Merge pull request #1576 from cedricchevalier19/nvidia-ats

[arcane, accelerator] Use `malloc` for allocating nvidia GPU memory
arcaneframework · Oct 2, 2024 · 7cd6095 · 7cd6095
2 parents ad66e8f + 0fa2411
commit 7cd6095
Showing 1 changed file with 43 additions and 5 deletions.
diff --git a/arcane/src/arcane/accelerator/cuda/CudaAccelerator.cc b/arcane/src/arcane/accelerator/cuda/CudaAccelerator.cc
@@ -190,8 +190,10 @@ class UnifiedMemoryCudaMemoryAllocator
 {
  public:
 
-  ~UnifiedMemoryCudaMemoryAllocator()
+  UnifiedMemoryCudaMemoryAllocator()
   {
+    if (auto v = Convert::Type<Int32>::tryParseFromEnvironment("ARCANE_CUDA_USE_ALLOC_ATS", true))

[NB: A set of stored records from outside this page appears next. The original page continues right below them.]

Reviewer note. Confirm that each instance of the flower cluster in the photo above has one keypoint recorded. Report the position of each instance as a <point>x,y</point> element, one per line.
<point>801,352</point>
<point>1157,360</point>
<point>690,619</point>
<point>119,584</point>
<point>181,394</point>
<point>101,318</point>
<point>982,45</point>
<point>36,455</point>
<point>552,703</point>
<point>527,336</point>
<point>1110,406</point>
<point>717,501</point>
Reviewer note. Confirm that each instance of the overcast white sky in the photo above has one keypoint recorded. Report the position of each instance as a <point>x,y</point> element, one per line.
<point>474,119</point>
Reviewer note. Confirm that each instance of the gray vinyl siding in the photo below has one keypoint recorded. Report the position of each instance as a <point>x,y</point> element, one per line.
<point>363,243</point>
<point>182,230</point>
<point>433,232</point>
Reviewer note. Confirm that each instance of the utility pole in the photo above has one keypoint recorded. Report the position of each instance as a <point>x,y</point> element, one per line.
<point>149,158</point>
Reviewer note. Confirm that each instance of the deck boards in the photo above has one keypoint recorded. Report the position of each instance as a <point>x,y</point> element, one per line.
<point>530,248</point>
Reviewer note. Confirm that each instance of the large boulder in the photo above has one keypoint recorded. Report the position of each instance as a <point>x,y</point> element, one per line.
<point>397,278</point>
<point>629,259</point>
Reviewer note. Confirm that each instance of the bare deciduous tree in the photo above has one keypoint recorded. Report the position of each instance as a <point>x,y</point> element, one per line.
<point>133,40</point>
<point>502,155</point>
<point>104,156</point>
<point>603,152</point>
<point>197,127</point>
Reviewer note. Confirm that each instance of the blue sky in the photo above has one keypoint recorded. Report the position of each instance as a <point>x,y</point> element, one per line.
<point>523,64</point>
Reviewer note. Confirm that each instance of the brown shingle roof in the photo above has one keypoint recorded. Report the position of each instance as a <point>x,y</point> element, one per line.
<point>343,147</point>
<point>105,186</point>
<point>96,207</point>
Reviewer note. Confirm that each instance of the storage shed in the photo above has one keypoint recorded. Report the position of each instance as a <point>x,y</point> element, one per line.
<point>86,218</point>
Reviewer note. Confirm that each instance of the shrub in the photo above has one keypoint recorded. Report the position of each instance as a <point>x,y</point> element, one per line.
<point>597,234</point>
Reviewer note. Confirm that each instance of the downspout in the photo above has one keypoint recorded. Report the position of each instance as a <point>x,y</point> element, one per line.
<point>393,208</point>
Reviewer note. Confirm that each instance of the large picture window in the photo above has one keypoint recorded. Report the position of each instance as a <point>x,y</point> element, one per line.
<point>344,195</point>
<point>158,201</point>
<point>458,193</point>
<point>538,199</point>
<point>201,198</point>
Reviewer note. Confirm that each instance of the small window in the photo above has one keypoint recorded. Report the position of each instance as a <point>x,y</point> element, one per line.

+      m_use_ats = v.value();
   }
 
   void initialize()
@@ -222,15 +224,26 @@ class UnifiedMemoryCudaMemoryAllocator
   {
     m_wrapper.doDeallocate(mem_info, args);
     void* ptr = mem_info.baseAddress();
+    if (m_use_ats) {
+      ::free(ptr);
+      return cudaSuccess;
+    }
     return ::cudaFree(ptr);
   }
 
   cudaError_t _allocate(void** ptr, size_t new_size, MemoryAllocationArgs args) override
   {
-    auto r = ::cudaMallocManaged(ptr, new_size, cudaMemAttachGlobal);
-    void* p = *ptr;
-    if (r != cudaSuccess)
-      return r;
+    void* p = nullptr;
+    if (m_use_ats) {
+      *ptr = ::aligned_alloc(128, new_size);
+      p = *ptr;
+    }
+    else {
+      auto r = ::cudaMallocManaged(ptr, new_size, cudaMemAttachGlobal);
+      p = *ptr;
+      if (r != cudaSuccess)
+        return r;
+    }
 
     m_wrapper.doAllocate(p, new_size, args);
 
@@ -266,6 +279,7 @@ class UnifiedMemoryCudaMemoryAllocator
  private:
 
   CommonUnifiedMemoryAllocatorWrapper m_wrapper;
+  bool m_use_ats = false;
 };
 
 /*---------------------------------------------------------------------------*/
@@ -292,16 +306,40 @@ class HostPinnedCudaMemoryAllocator
 class DeviceCudaMemoryAllocator
 : public CudaMemoryAllocatorBase
 {
+ public:
+
+  DeviceCudaMemoryAllocator()
+  {
+    if (auto v = Convert::Type<Int32>::tryParseFromEnvironment("ARCANE_CUDA_USE_ALLOC_ATS", true))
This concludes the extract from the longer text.